FIN. Del capítulo digo, no os asustéis que el fanfic sigue. Seguro que ya os habíais infartado -3-
¿Sabéis? Tengo una teoría de que el fanfic no os está gustando mucho a más de la mitad de los lectores, PORQUE NO ME LO HACÉIS SABER. A este paso, armaré huelga de escritores en fanfiction y nos negaremos a escribir hasta que nos déis más reviews -3- Nah, ahora en serio, los reviews son MUY IMPORTANTES para todos los escritores, primero porque nos hace saber que la gente realmente se está leyendo la historia, y además podemos ver si vamos por buen camino u os gustaría que la historia fuese algo diferente. POR ESO SER LECTOR FANTASMA ES MALO.

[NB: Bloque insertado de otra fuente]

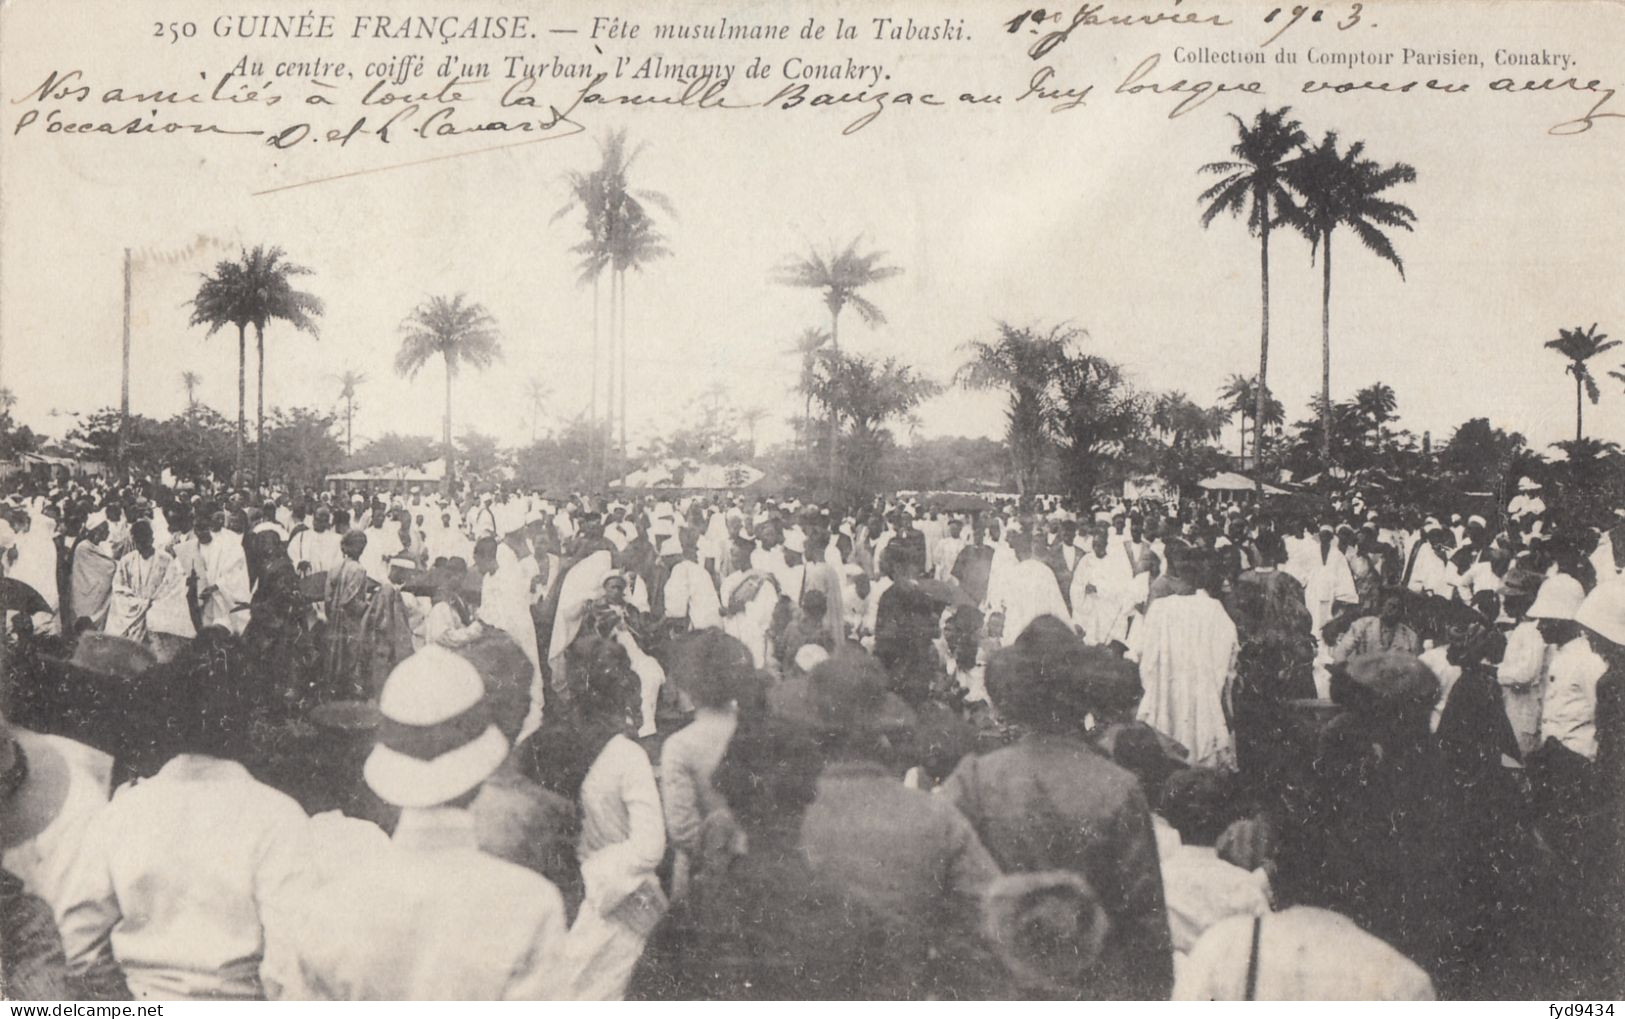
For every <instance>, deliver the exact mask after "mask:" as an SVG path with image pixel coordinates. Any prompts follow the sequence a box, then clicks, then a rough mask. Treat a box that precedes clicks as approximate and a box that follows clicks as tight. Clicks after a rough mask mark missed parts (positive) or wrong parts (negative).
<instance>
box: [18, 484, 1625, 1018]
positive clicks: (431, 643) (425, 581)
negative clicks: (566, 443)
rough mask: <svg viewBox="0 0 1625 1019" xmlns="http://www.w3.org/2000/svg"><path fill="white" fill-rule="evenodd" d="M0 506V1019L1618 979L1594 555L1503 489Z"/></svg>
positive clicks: (1574, 992) (1609, 602)
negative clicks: (177, 1005) (1306, 501)
mask: <svg viewBox="0 0 1625 1019" xmlns="http://www.w3.org/2000/svg"><path fill="white" fill-rule="evenodd" d="M0 518H3V520H0V548H3V564H5V580H0V605H5V608H6V642H5V657H6V661H5V665H6V670H5V686H3V704H0V707H3V720H5V730H3V731H0V796H3V811H5V826H3V829H0V837H3V847H5V855H3V868H5V869H3V910H5V917H3V918H0V930H3V931H5V938H3V947H5V954H3V957H0V962H3V978H5V982H6V983H5V993H6V996H11V998H28V996H39V998H68V996H73V998H78V996H86V998H93V996H94V998H132V996H133V998H262V996H263V998H291V999H310V998H340V999H351V998H401V999H418V998H595V999H603V998H624V996H642V998H765V999H773V998H1167V996H1170V995H1172V996H1176V998H1410V999H1415V998H1432V996H1487V998H1514V996H1516V998H1527V996H1545V998H1558V996H1573V995H1581V991H1584V993H1583V995H1581V996H1592V998H1594V996H1599V991H1601V993H1602V995H1607V986H1609V985H1607V982H1610V980H1612V982H1618V978H1620V973H1625V954H1622V930H1620V925H1622V918H1625V897H1622V879H1620V873H1622V868H1620V858H1618V847H1620V845H1622V842H1620V835H1622V830H1625V829H1622V824H1625V822H1622V790H1625V700H1622V697H1625V520H1622V527H1615V528H1614V530H1607V531H1602V530H1594V531H1579V533H1565V531H1562V530H1557V528H1555V527H1553V525H1552V523H1550V520H1549V515H1547V514H1545V505H1544V502H1542V499H1540V491H1539V486H1536V484H1534V483H1529V481H1526V483H1524V484H1521V486H1519V494H1518V497H1516V499H1513V501H1511V504H1510V505H1508V507H1503V509H1501V510H1500V512H1497V514H1495V520H1493V523H1492V522H1490V520H1487V518H1484V517H1480V515H1471V514H1469V515H1467V517H1466V518H1462V517H1461V515H1453V514H1448V512H1438V514H1435V515H1428V510H1425V509H1417V510H1410V509H1404V507H1389V505H1381V504H1376V502H1375V501H1373V504H1367V501H1365V499H1363V497H1362V496H1358V494H1350V496H1347V497H1344V499H1339V501H1329V502H1326V504H1316V505H1308V507H1306V505H1302V504H1297V502H1282V504H1279V505H1277V504H1272V502H1267V501H1266V502H1264V504H1263V505H1217V504H1188V505H1181V507H1163V505H1159V504H1146V502H1141V504H1123V502H1121V501H1102V502H1100V504H1097V505H1090V507H1063V505H1058V504H1056V502H1055V501H1050V499H1038V501H1037V504H1033V505H1016V504H1009V505H1004V507H994V505H986V504H967V502H965V501H946V502H934V501H931V499H921V501H912V499H884V501H877V502H876V504H873V505H864V507H850V509H830V507H821V505H814V504H809V502H799V501H795V499H760V497H739V496H671V494H663V492H653V494H642V496H627V494H613V496H606V497H600V496H570V497H544V496H541V494H539V492H523V491H509V489H502V488H483V489H476V488H465V489H460V491H458V492H457V497H447V496H442V494H439V492H424V491H418V489H410V491H398V492H384V494H335V492H288V491H276V489H270V491H263V492H255V494H249V492H239V491H228V489H210V488H197V486H182V488H167V486H159V484H153V483H132V484H124V486H115V484H107V483H91V484H76V483H68V484H60V486H52V488H44V486H42V488H20V489H18V491H15V492H13V494H11V496H10V497H8V499H6V501H5V505H3V507H0ZM1612 986H1614V995H1617V993H1618V988H1617V983H1615V985H1612Z"/></svg>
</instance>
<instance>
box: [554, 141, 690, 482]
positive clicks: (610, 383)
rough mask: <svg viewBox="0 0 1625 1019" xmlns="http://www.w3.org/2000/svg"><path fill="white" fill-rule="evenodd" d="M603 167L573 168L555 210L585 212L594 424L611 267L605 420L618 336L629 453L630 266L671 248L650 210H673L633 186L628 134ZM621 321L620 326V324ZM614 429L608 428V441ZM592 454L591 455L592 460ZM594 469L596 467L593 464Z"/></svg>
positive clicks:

Luego iréis al infierno por ser malas personas, y me vendréis llorando. Ya veréis ¬¬
Para los que ya sé que me respondeís siempre, OS QUIERO MUCHO. Y la historia va dedicada completamente a vosotros *abrashote*
Por lo demás, espero que el capítulo os haya gustado. A mi me encanta llevar al personaje de Chojuro, y creo que la amistad de Shika y Temari con sus compis de la Alianza es muy importante, por lo que va a ver muchas escenas de estos tres juntos, además de Darui y Kuro, claro ^^ No sé si estos capítulos puedan resultar algo aburridos porque no hay combates, pero de ser así, decírmelo. De todas formas, el siguiente tiene acción y un GRAN MOMENTO SHIKATEMA. Yo solo digo que seguramente me querréis matar al final del siguiente capítulo y me estoy mentalizando para ello (?) Durante los siguientes capítulos, iré tanteando el terreno hasta Konoha Hiden. Si recordáis, la primera vez que Shika y Temari se ven en la novela, se sonrojan levemente (en anime lo pasan a otro nivel -3-), por lo que es evidente que ALGO ha sucedido entre ellos. Lo cual quiere decir que de aquí en adelante va a haber muchos momentos entre estos dos que explicarán esa reacción al verse en Konoha Hiden. Estoy segura de que me amaréis por ello uwu
A todo esto, me acabo de dar cuenta de que no estoy actualizando la cronología, así que me pondré a ello nada más subir el capítulo, para aquellos que se estén perdiendo en cuanto a cuándo sucede cada cap de la historia uwu
Y ahora, ¡el bonito adelanto para que os quedéis con ganas de más!
.
El Nara deshizo el agarre que Mirai tenía alrededor de su cuello y la trasladó a los brazos de su madre, donde volvió a aferrarse en cuestión de segundos, como si no la hubieran movido. Temari observó la escena con una sonrisa; pese a lo que se quejaba de normal, Shikamaru maduraba en presencia de Mirai, casi como si fuera una figura paterna en lugar de hermano mayor. Tras despedirse de Kurani, los dos emprendieron el camino de vuelta a las aguas termales, al fin y al cabo al día siguiente tenían que continuar con su trabajo de los exámenes de chunnin y no era cuestión de trasnochar.
-Algún día serás un buen padre, Shikamaru -soltó Temari de repente, cuando empezaban a alejarse de la multitud.
-¿Ah?, ¿a qué viene eso, mujer?
-Es solo un pensamiento, vago -continuó ella, mirando al cielo-. Desde luego con Mirai tienes buena mano.
-Asuma-sensei me pidió que la cuidase, a ella y a Kurenai, justo antes de morir -explicó él, impasible. Luego sonrió-: Entenderás que me tome esa promesa en serio pese a ser un vago, ¿no?
-Así que eres un hombre de palabra… Es bueno saberlo.
.
¡Y eso es todo, viejo! *azuza al Bugs Bunny que se ha colado en la despedida* ¡Hasta el siguiente capítulo!